Abstract Submission No. IO50-04-0004PresentationPoster


R Barlow*1, R Brewin2

1 Bayworld Centre for Research & Education, South Africa
2 Plymouth Marine Laboratory, United Kingdom


A three-component model was used to compute fractional contributions of three phytoplankton size classes (micro-, nano-, and picophytoplankton) to the overall chlorophyll a concentration. Using HPLC data, model coefficients were fine-tuned for application to the southern African marine region. The refined model was applied to seasonal climatologies of MODIS Aqua chlorophyll a over the south-western Indian Ocean (SWIO) in summer and winter. During summer, high chlorophyll a was limited to shelf regions along the coasts of Southern Africa and Madagascar, while values less than 0.1 mg m-3 occurred over most the open ocean regions of the SWIO, between 0 and 40S. Between 40 and 45S, elevated values were associated with the Subtropical Convergence zone.
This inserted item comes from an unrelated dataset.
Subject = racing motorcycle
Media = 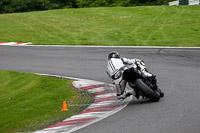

During winter, chlorophyll a values up to 0.5 mg m-3 extended over a much larger area of the SWIO, with low values restricted to the Mozambique Channel and the subtropical gyre east of Madagascar. During both seasons, micro-phytoplankton comprised more than 50% of the total chlorophyll a in the shelf regions, and less than 10% in the open ocean, while the converse was true for pico-phytoplankton. During summer, nano-phytoplankton tended to dominate in small patches along the edges of continental shelves and in the Subtropical Convergence zone, while in winter, they were distributed over a larger area and contributed more to the total chlorophyll a. Characterizing spatial and temporal variations in phytoplankton size structure in this way will allow the evaluation of the influence of climate change and variability on ecosystems in the SWIO.